Depuis janvier, Marianne Bachand, Miriam Desmarais, Philippe LeBel et
Samuel Royer Tardif, tous étudiants en écologie et membres d'Écologie sans
frontière (ESF), sont accueillis par des collègues de l'Université fédérale
de Pernambuco, au Brésil. Ils y font un stage qui porte sur la fragmentation
de la forêt tropicale du littoral atlantique brésilien, de même que sur la
gestion et la conservation des parcelles résiduelles de forêt dans un
endroit considéré comme le poumon de la planète par la communauté
scientifique internationale.
MIRIAM DESMARAIS
Ce soir, l'électricité nous fait défaut, nous nous sommes donc couchés
peu de temps après les derniers rayons du soleil. Les insectes pullulent. Il
fait chaud, humide et sombre. Nous sommes sur les terres de l'Usina Serra
Grande, à 12 km d'un petit village au nord-est du Brésil, où nous effectuons
des recherches dans la forêt tropicale atlantique.

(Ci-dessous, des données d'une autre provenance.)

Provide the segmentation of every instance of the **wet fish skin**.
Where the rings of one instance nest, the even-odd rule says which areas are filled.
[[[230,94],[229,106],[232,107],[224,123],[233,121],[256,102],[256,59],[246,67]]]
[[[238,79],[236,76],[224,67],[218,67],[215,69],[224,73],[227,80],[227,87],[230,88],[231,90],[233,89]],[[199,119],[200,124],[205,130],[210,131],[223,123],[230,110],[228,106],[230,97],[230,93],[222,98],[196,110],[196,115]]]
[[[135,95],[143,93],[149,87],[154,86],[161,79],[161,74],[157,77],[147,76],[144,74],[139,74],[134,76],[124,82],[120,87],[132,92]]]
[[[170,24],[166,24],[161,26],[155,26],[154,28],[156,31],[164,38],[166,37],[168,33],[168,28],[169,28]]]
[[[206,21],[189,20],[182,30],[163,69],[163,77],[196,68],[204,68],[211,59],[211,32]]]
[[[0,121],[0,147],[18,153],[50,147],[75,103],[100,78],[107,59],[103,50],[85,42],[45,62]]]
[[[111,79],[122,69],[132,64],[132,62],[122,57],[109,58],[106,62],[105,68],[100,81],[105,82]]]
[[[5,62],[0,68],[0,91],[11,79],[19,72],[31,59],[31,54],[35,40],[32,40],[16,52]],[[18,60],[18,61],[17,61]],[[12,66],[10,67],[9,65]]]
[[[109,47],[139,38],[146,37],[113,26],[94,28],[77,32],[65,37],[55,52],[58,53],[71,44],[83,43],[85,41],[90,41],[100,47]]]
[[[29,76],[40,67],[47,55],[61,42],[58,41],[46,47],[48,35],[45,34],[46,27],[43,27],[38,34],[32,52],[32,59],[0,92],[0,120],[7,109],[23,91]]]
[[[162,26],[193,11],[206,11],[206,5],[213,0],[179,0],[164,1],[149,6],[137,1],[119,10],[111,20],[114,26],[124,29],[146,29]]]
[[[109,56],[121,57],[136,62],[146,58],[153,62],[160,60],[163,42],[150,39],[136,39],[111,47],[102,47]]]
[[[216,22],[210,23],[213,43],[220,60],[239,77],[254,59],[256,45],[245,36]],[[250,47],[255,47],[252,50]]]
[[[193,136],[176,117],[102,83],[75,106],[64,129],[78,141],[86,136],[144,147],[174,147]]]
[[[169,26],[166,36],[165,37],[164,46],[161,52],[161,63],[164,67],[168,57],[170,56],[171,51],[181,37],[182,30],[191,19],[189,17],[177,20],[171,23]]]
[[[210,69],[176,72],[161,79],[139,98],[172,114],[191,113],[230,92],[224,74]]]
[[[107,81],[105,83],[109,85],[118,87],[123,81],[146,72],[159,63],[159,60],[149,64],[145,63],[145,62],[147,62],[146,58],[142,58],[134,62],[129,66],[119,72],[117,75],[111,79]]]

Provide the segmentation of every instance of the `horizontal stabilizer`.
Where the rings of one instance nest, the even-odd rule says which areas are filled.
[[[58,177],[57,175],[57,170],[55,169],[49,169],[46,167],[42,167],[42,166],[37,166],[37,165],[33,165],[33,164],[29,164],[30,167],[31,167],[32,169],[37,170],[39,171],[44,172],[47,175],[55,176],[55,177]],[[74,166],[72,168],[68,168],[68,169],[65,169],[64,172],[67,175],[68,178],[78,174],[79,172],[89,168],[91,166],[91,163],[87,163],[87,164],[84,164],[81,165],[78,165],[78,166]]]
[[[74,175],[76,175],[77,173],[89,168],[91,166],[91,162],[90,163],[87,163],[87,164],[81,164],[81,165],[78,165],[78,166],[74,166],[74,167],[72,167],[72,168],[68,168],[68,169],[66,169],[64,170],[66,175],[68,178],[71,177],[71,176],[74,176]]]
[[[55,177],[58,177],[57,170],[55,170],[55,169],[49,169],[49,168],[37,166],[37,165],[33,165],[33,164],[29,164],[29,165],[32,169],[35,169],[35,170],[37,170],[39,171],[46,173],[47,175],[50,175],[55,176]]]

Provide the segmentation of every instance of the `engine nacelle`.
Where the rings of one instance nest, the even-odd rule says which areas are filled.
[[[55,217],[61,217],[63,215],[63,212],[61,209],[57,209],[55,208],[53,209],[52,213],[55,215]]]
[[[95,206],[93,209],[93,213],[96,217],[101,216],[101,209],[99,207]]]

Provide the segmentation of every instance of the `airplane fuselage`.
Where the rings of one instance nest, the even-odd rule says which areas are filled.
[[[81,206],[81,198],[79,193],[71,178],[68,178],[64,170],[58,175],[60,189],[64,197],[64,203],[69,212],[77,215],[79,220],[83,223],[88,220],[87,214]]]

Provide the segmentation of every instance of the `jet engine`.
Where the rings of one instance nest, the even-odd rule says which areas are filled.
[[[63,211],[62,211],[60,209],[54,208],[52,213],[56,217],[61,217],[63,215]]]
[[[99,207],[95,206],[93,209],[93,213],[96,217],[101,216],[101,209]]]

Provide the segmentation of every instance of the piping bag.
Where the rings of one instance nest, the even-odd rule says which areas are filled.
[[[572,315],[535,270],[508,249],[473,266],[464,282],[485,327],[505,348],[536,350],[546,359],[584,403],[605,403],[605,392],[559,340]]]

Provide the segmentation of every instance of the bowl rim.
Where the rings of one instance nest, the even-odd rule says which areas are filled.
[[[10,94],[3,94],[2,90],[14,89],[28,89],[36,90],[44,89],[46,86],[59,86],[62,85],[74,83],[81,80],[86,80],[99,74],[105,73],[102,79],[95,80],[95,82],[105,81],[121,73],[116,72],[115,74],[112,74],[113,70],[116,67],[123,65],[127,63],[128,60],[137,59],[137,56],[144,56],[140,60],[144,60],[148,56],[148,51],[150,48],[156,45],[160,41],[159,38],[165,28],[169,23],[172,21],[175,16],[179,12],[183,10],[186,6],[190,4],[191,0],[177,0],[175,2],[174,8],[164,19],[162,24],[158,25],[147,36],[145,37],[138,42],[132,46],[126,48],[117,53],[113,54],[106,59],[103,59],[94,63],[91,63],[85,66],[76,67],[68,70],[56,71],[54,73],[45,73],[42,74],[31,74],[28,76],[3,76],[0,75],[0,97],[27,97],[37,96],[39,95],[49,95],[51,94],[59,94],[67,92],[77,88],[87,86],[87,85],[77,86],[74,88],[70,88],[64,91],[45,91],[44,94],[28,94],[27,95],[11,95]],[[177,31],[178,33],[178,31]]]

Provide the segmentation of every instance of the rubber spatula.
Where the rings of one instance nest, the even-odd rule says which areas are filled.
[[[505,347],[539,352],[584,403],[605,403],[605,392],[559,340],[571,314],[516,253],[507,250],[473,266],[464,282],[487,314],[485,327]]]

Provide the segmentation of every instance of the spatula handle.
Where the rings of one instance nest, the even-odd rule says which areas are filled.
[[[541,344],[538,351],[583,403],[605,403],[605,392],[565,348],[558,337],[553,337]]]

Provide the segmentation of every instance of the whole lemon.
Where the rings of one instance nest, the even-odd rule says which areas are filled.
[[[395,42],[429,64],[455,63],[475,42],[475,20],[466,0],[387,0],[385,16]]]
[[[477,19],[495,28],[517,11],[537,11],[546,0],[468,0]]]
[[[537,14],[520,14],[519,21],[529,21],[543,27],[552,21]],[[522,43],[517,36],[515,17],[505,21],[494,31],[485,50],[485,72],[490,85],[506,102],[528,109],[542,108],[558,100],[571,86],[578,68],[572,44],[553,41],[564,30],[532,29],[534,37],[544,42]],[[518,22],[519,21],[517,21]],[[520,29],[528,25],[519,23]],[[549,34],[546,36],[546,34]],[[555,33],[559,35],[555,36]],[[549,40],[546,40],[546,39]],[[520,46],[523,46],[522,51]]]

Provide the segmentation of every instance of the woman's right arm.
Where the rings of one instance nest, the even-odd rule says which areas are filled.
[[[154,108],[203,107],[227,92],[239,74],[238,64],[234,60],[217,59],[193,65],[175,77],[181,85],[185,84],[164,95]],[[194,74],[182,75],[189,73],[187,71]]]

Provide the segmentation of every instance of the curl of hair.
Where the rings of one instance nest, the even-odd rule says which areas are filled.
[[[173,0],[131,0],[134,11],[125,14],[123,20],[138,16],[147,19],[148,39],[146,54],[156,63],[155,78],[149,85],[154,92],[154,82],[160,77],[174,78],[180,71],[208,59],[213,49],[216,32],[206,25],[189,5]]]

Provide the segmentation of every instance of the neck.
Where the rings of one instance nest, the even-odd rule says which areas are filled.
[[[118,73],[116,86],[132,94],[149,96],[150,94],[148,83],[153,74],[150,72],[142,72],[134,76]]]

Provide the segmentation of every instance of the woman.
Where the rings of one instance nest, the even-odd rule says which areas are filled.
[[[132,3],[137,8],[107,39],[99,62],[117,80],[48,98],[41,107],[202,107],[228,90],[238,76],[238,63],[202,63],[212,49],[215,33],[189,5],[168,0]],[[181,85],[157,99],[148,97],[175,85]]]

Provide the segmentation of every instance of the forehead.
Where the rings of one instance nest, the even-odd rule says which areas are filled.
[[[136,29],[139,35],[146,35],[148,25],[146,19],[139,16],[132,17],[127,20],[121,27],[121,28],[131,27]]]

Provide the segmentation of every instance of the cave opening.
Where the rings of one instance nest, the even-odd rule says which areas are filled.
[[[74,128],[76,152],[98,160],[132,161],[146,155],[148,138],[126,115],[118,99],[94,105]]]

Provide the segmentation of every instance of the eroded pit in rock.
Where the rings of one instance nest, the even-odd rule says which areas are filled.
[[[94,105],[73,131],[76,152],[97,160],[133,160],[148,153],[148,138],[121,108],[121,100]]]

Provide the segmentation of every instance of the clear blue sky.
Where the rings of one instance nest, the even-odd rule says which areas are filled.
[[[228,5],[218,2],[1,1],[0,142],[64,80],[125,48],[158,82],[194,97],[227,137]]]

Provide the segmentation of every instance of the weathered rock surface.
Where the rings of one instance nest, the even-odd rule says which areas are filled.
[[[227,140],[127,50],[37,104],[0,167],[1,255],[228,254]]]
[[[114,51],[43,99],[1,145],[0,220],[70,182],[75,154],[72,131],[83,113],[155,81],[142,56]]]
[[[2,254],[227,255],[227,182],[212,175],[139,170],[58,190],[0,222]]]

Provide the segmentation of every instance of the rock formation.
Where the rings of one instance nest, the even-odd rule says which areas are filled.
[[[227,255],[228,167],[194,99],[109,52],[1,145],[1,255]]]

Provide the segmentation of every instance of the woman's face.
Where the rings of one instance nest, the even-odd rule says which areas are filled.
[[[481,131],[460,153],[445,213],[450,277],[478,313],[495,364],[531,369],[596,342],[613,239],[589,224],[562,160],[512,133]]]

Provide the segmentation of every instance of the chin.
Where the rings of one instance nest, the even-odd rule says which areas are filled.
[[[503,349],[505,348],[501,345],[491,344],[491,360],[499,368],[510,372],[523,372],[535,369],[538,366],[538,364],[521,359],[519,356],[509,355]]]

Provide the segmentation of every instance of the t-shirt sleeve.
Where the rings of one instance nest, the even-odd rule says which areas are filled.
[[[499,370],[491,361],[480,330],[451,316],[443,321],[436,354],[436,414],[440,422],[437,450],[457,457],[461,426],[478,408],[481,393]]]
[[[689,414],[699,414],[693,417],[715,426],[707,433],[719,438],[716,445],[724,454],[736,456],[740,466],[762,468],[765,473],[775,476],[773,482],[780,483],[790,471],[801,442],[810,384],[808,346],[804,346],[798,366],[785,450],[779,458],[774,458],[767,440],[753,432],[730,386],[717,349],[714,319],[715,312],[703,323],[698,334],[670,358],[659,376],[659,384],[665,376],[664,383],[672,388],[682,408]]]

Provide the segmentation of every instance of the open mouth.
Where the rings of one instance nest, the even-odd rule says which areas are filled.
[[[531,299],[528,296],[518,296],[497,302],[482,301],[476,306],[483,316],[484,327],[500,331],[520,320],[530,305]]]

Levés à l'aurore ce jour-là, nous sommes allés capturer des oiseaux avec
une spécialiste de l'Université fédérale du Pernambuco (UFPE). Très
intéressant! Nous avons même attrapé un Sabia, emblème de notre
groupe d'Écologie sans frontière. Il fait encore plus chaud et humide que la
veille. Ainsi lorsque nous ne sommes plus capables d'essuyer la moustache de
sueur sur la manche de notre T-shirt trempé, nous entrevoyons la fin de la
journée, au moment exact où l'eau fraîche de la cascade nous coulera entre
les épaules.
Ici, nous apprenons beaucoup sur l'écologie tropicale et la culture
brésilienne. Nous rencontrons des gens fort sympathiques et travaillons à
divers projets. Nous avons aussi le temps de nous interroger sur l'avenir.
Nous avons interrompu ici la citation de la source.